You must remember that the sole case of an arrest and conviction on HOA election fraud in Pennsylvania happened only because the manager reported irregularities to the police, who then arrested two board members with briefcases full of forged proxies. The two were ultimately convicted.

But remember — as a homeowner at large, you are NOT an insider. You don’t have easy access to information. That puts you at a distinct disadvantage. If the AG won’t investigate, and the police won’t investigate, you are, quite frankly, screwed.

RULE blackboard authority
Pixabay.com free image

And another thing…

The AG won’t get involved in disputes over CC&Rs or rules violations over pets, nuisances, aesthetics, etc. — and on this point I agree with the industry, the AG shouldn’t get involved in neighbor to neighbor disputes and petty nonsense.

While ADR might be useful to members in resolving these kinds of disputes — if the parties participate in good faith — ADR serves only the interests of the HOA board in matters related to voting, proxies, quorums, meetings, and association records.


Still doubtful? Look at how the AG’s hands are tied in other states

For example, take a look at California’s Office of Attorney General (OAG).
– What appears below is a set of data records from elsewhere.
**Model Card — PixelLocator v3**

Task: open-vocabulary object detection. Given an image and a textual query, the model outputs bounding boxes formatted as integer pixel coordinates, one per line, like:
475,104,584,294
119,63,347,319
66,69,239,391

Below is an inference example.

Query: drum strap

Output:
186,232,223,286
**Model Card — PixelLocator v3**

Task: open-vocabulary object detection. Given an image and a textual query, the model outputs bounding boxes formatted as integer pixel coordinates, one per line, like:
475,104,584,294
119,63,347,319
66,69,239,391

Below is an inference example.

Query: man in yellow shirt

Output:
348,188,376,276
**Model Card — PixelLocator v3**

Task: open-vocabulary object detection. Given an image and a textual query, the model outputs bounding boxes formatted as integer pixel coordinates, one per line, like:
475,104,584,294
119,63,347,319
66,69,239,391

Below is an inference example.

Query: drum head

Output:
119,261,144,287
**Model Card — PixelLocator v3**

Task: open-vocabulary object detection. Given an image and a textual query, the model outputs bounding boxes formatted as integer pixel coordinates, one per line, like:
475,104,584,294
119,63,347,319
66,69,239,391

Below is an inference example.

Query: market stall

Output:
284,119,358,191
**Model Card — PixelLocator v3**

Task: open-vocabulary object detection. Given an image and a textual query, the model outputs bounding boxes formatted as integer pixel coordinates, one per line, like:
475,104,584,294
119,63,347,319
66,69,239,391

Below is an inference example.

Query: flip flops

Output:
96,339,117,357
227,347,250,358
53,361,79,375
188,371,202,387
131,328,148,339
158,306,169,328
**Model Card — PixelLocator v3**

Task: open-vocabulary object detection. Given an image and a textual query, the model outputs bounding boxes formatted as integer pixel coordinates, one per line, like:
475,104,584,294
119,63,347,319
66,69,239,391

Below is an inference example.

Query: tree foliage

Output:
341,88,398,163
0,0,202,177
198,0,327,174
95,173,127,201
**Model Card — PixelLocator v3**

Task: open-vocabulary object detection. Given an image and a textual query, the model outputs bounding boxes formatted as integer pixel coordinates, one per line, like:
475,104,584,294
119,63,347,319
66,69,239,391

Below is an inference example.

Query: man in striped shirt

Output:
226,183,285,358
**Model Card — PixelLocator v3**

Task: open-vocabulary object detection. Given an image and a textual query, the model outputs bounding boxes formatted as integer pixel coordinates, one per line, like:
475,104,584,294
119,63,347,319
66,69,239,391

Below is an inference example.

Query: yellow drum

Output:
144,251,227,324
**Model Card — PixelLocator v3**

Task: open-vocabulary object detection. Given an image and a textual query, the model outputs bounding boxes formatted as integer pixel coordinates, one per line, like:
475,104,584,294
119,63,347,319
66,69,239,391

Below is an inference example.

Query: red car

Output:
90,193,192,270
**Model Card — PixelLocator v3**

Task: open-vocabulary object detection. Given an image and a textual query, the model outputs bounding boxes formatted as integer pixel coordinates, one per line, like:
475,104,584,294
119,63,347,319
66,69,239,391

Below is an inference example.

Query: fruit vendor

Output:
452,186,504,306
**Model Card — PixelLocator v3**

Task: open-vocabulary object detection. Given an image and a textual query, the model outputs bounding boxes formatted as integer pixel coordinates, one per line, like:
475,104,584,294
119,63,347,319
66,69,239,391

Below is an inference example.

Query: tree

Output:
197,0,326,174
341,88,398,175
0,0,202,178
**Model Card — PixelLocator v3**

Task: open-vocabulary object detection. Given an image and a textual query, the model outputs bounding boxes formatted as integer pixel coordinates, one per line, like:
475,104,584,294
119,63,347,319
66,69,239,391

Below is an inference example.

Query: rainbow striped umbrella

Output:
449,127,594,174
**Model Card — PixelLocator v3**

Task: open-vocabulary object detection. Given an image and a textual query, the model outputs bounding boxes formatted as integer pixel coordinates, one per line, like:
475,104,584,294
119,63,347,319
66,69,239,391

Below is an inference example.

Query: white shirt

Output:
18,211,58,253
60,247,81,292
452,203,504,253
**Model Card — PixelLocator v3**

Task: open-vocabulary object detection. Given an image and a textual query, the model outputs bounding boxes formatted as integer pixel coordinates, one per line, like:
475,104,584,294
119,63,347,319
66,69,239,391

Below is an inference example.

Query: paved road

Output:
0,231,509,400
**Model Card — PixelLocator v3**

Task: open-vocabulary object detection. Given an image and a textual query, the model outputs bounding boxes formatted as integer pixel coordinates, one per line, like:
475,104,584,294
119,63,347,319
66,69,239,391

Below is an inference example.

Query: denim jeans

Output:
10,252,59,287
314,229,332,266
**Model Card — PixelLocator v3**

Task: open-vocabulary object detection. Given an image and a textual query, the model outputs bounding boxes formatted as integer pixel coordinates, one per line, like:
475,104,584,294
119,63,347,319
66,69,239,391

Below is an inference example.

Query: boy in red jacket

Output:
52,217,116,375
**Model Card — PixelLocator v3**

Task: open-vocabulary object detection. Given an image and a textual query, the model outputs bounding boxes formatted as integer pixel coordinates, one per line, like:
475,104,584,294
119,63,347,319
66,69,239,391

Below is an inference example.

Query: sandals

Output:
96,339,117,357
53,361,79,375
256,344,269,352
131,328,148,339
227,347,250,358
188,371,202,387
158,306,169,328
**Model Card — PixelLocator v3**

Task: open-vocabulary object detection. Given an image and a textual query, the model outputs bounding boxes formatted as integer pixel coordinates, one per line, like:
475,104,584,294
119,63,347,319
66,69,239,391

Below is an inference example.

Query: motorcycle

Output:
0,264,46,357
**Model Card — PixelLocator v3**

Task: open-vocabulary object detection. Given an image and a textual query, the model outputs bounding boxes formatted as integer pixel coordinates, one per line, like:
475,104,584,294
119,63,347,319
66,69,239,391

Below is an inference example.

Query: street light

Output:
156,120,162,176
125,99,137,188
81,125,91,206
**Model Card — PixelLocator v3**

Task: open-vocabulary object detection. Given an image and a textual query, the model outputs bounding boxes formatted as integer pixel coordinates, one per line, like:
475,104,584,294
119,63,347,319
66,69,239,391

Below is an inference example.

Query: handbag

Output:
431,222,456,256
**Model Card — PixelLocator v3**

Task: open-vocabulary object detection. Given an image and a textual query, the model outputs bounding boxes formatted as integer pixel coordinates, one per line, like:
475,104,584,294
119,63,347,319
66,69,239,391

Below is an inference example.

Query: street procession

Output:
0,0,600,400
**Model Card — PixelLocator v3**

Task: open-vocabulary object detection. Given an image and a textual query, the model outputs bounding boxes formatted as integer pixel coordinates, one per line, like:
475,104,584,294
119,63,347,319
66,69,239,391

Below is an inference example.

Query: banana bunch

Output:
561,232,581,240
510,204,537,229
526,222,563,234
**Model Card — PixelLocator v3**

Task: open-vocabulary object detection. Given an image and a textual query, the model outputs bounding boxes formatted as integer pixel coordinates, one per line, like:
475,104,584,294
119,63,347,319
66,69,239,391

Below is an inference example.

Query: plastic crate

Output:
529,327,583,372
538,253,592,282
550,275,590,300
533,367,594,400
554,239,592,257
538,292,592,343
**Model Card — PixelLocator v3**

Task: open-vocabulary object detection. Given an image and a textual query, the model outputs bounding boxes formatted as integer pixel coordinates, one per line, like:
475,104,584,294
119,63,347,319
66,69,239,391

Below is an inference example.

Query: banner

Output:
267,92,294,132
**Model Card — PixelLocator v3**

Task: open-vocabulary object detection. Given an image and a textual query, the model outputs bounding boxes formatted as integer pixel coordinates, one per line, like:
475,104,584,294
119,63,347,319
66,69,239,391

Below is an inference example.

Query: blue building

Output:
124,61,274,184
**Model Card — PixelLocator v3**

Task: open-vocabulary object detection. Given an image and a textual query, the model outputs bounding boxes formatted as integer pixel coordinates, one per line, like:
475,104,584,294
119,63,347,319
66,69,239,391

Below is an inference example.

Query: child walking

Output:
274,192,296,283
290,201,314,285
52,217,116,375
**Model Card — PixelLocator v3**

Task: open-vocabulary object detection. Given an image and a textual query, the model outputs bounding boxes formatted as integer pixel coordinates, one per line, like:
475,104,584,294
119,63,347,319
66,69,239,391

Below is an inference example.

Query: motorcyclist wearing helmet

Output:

Their web page contains a long list of complaints they OAG does not handle.

Wow, it looks quite familiar!

Source: https://oag.ca.gov/consumers/general/homeowner_assn


California is arguably the most heavily regulated state, in terms of the sheer volume of legislation written specifically for association-governed common interest developments. Yet abuse and corruption persist in HOA-ville, partly because of lack of meaningful consumer protection at the state level.

Even in California, most complaints against homeowners, condominium, and cooperative associations must still be resolved through civil litigation. That means owners’ and shareholders’ only recourse, in most cases, is to lawyer up in the fight against their HOA, essentially paying to assert or defend their own rights against the collectively-funded association corporation.


If homeowners in Pennsylvania and other states in the U.S. are serious about making their HOAs accountable, they must educate themselves, organize, and start working on enacting or amending laws to serve their interests as opposed to the interests of the HOA industry.

Homeowners and residents should not settle for “baby steps” or regulations that amount to pure window dressing.

Likewise, concerned advocates must anticipate the next moves of trade groups and their lobbyists, who will, no doubt, propose additional legislation in the future, in order to expand their power, influence, and profit potential.